Kegembiraan baru-baru ini seputar komputer kuantum sering kali menyoroti potensinya dalam merevolusi kimia kuantum – mempercepat penemuan obat, ilmu material, dan banyak lagi. Namun, analisis baru menunjukkan bahwa jalur ini mungkin jauh lebih menantang daripada yang diperkirakan sebelumnya. Meskipun komputasi kuantum telah mencapai kemajuan pesat, pertanyaan tentang aplikasi *yang mana yang benar-benar dapat membenarkan investasi besar-besaran tersebut masih tetap ada.

Janji dan Kenyataan

Ide intinya logis: komputer kuantum unggul dalam menangani banyak partikel kuantum secara bersamaan (seperti elektron dalam molekul), menjadikannya ideal untuk penghitungan energi molekul yang kompleks. Ini adalah masalah yang dihadapi oleh komputer klasik, karena kebutuhan komputasi tumbuh secara eksponensial seiring dengan ukuran molekul. Namun, penelitian baru menunjukkan bahwa dua algoritma kuantum terkemuka mungkin memiliki penggunaan praktis yang terbatas.

Kebisingan dan Toleransi Kesalahan: Tangkapan-22

Para peneliti yang dipimpin oleh Xavier Waintal di CEA Grenoble meneliti komputer kuantum skala menengah (NISQ) yang berisik dan mesin hipotetis yang toleran terhadap kesalahan. Untuk perangkat NISQ, algoritme Variational Quantum Eigensolver (VQE) dapat menghitung tingkat energi molekuler, tetapi hanya jika “kebisingan” (kesalahan) kuantum ditekan hingga tingkat yang tidak praktis. Pada dasarnya, untuk menjadikan VQE kompetitif dengan algoritma kimia klasik, Anda memerlukan komputer kuantum yang hampir bebas kesalahan – yang saat ini belum ada.

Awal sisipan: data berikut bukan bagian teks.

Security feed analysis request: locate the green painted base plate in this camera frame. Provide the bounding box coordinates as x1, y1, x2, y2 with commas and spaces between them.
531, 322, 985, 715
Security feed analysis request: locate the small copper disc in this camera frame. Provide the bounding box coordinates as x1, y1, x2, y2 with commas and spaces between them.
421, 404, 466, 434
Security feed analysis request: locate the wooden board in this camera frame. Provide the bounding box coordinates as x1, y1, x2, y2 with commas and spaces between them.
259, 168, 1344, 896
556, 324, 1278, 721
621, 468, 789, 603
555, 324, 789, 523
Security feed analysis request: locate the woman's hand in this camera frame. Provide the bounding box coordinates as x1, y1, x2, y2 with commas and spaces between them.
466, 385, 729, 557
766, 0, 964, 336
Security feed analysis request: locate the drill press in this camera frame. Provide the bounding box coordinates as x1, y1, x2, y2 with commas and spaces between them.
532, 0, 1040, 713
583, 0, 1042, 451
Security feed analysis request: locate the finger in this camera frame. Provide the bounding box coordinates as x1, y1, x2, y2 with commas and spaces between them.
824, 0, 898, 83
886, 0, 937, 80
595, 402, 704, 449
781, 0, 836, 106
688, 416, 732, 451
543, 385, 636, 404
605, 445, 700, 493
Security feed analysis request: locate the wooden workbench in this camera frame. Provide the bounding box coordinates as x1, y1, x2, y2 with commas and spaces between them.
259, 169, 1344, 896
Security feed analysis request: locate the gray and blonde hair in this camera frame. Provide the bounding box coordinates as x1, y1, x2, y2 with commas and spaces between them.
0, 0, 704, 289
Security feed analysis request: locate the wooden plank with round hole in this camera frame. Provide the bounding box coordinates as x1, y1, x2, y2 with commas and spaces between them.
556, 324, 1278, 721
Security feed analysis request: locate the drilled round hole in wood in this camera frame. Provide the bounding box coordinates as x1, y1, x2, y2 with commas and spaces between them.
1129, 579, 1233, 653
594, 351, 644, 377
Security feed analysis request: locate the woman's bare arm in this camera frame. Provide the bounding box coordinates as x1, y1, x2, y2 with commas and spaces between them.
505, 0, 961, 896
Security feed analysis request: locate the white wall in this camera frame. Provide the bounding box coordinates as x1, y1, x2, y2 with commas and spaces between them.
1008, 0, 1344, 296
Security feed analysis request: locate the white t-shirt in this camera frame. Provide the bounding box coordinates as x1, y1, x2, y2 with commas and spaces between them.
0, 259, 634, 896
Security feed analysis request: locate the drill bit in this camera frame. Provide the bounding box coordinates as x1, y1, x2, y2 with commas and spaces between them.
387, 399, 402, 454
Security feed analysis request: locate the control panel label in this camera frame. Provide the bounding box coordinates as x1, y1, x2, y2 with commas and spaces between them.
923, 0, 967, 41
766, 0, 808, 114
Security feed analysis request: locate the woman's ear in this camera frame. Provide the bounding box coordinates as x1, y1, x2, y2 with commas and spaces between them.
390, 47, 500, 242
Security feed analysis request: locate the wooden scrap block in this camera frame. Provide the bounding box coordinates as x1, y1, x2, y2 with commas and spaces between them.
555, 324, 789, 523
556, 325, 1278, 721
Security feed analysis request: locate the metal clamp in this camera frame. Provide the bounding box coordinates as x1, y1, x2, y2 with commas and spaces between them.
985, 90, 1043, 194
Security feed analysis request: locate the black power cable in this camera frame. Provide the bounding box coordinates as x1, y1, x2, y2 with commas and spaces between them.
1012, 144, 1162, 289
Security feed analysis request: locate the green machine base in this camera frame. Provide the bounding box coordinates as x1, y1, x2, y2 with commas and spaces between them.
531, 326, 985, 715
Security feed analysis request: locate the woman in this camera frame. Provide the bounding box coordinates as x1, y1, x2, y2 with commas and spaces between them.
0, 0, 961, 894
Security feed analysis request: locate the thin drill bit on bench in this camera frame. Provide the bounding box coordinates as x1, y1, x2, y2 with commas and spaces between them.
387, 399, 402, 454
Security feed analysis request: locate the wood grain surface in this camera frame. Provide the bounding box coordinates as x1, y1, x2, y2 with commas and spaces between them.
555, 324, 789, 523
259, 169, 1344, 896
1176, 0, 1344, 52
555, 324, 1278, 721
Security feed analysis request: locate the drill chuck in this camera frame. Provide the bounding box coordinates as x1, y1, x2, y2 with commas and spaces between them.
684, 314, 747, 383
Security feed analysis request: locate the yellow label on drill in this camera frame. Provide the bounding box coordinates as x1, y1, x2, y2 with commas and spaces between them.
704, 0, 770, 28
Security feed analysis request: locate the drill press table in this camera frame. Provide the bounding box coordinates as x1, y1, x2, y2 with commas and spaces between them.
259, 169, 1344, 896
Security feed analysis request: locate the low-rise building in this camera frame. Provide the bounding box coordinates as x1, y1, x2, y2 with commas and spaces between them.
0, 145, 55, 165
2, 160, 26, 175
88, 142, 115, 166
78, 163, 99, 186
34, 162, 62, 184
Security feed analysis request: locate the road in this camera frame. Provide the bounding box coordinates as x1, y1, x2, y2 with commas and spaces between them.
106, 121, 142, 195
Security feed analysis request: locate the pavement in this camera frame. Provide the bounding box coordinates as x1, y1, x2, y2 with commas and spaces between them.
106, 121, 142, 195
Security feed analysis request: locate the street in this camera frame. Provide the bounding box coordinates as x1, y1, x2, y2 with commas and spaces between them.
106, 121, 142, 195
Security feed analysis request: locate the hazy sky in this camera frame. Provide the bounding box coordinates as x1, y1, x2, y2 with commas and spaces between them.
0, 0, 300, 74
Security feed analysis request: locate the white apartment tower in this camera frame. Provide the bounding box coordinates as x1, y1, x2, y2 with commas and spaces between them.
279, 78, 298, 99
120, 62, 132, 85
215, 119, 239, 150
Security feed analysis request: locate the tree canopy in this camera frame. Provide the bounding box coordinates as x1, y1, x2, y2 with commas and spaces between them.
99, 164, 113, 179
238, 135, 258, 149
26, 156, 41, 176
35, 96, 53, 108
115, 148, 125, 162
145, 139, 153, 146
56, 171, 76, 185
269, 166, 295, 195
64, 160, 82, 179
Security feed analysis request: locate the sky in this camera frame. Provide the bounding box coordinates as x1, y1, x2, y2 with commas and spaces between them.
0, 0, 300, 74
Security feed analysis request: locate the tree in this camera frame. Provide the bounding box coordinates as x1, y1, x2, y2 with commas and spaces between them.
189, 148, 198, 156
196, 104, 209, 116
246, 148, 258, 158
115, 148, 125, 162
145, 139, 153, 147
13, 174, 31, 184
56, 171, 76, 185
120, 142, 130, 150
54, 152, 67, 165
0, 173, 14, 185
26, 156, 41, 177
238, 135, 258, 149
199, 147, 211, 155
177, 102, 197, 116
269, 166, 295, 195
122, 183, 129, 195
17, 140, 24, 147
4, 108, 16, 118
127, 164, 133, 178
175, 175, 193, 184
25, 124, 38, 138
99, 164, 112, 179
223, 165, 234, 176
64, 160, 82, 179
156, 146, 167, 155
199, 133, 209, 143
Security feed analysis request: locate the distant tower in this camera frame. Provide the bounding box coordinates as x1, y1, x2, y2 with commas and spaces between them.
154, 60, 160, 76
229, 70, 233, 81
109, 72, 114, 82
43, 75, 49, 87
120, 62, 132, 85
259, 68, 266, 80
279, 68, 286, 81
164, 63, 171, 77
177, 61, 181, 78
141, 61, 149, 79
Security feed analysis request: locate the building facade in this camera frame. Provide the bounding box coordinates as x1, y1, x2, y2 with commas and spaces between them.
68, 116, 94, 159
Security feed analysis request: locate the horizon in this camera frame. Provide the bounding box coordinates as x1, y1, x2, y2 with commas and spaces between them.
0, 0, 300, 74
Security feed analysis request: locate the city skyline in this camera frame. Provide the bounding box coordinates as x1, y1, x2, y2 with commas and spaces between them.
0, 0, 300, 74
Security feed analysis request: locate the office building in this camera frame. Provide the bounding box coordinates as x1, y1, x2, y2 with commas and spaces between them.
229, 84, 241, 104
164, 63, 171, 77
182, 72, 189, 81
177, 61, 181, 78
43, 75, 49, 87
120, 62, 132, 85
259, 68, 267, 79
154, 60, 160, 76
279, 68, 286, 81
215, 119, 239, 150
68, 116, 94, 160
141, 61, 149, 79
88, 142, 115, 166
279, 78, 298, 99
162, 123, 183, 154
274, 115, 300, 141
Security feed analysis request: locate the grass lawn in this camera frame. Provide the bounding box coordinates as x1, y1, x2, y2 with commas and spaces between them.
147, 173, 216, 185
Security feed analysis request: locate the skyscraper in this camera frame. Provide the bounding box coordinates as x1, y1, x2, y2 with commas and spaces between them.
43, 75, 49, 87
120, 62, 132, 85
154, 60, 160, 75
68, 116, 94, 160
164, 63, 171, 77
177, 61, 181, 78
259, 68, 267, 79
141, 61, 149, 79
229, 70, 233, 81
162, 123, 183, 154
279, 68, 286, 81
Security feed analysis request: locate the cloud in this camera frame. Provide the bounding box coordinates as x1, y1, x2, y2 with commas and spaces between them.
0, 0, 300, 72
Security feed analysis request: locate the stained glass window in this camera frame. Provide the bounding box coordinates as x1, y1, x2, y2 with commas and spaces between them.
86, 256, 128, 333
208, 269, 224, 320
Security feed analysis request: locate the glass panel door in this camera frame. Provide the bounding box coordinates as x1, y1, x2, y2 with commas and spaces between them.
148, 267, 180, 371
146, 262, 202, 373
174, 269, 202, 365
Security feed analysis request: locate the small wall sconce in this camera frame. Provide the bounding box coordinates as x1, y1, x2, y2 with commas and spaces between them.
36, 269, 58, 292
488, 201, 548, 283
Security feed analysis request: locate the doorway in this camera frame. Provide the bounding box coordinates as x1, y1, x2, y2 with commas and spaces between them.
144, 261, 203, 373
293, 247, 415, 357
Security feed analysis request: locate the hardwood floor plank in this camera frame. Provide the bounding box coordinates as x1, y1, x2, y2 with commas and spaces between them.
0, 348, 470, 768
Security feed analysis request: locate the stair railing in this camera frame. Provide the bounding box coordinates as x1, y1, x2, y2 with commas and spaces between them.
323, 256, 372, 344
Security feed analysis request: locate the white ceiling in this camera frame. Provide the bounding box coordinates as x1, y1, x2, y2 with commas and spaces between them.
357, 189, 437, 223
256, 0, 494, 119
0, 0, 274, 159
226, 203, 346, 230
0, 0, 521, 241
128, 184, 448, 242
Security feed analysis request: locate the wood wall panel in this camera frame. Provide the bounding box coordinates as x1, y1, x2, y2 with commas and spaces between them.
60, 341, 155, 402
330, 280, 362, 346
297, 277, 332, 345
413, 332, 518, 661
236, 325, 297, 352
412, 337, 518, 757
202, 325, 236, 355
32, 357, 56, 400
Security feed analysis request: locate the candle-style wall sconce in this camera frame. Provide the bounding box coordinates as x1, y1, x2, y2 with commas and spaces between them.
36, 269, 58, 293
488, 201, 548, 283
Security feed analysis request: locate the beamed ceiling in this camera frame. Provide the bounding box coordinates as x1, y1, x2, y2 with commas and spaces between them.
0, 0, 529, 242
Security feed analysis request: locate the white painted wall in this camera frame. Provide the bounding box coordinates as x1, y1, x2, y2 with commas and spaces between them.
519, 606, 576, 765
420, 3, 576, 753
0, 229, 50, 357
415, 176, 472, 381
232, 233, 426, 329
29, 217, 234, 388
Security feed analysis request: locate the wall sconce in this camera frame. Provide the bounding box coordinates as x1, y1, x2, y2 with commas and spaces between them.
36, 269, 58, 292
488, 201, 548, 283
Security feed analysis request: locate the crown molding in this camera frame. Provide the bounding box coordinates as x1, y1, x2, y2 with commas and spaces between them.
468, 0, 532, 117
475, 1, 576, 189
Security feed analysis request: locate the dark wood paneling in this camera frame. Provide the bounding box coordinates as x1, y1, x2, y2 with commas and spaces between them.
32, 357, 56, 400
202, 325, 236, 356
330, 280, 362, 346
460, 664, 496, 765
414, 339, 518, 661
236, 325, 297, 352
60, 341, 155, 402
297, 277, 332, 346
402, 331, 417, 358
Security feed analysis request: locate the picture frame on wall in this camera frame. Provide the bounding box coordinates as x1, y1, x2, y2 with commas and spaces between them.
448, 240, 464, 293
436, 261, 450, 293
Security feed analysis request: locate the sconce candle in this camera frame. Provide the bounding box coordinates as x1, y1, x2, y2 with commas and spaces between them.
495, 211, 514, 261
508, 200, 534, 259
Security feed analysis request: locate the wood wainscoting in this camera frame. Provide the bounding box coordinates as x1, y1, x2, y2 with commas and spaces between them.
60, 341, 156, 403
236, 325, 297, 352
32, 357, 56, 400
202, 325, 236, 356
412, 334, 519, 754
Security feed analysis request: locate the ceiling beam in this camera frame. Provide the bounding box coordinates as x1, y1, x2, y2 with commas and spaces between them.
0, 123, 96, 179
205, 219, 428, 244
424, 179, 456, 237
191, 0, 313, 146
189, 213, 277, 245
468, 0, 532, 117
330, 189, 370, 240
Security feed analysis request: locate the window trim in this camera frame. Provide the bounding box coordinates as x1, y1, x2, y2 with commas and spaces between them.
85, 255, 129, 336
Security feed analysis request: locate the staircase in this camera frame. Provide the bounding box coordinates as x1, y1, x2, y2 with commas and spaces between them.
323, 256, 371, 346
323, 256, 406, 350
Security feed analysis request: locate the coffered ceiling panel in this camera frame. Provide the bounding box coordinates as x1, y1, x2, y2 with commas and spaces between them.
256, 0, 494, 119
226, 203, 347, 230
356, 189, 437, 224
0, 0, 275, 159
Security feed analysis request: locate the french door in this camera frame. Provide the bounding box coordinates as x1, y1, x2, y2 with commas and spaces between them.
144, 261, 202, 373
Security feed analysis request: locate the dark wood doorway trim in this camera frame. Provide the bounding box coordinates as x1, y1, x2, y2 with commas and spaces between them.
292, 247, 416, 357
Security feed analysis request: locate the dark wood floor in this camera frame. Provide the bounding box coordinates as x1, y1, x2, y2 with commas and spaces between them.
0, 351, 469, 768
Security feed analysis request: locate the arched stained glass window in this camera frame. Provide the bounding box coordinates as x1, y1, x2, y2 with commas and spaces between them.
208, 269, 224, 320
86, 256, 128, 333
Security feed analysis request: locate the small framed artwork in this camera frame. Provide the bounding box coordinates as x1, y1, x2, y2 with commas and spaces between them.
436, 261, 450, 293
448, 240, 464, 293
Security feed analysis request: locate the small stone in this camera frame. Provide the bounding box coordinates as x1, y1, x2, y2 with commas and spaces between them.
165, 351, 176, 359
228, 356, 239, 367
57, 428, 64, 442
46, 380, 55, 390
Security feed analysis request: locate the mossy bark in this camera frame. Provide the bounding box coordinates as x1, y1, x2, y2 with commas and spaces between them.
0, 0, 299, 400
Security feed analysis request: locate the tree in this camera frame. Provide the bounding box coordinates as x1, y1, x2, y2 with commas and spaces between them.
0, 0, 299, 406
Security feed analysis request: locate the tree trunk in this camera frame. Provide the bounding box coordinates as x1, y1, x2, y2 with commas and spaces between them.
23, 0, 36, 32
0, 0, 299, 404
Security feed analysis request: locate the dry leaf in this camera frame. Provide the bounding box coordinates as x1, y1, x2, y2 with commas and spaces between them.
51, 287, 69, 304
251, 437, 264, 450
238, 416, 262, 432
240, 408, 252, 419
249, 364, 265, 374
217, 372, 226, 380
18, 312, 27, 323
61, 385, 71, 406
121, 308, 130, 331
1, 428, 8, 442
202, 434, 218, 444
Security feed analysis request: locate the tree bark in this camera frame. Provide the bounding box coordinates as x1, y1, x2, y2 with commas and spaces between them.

Alternatifnya, Quantum Phase Estimation (QPE), menjanjikan untuk mesin yang toleran terhadap kesalahan, namun mengalami apa yang oleh para peneliti disebut sebagai “bencana ortogonalitas”. Ini berarti bahwa ketika molekul bertambah besar, kemungkinan untuk menghitung secara akurat tingkat energi terendahnya menurun secara eksponensial. Bahkan dengan komputer kuantum yang ideal, QPE hanya akan efektif untuk kasus tertentu.

Implikasi dan Alternatif

Menurut Thibaud Louvet dari Quobly, kelayakan QPE harus dilihat sebagai tolok ukur kematangan kuantum, bukan alat kimia umum. George Booth dari King’s College London, yang tidak terlibat dalam penelitian ini, sependapat: “Sangat mudah untuk melebih-lebihkan prospek komputer kuantum… Penelitian ini menimbulkan keraguan apakah kimia kuantum benar-benar merupakan sebuah kemenangan yang cepat.”

Meskipun mengalami kemunduran, komputer kuantum masih memiliki potensi di bidang kimia. Salah satu bidang yang menjanjikan adalah simulasi bagaimana sistem kimia merespons gangguan (seperti sinar laser), yang mungkin terbukti lebih mudah diakses dibandingkan perhitungan energi murni.

Studi ini menyoroti bahwa jalan menuju supremasi kuantum dalam bidang kimia jauh lebih kompleks dari perkiraan awal, sehingga memaksa penilaian ulang terhadap prioritas investasi di bidang tersebut.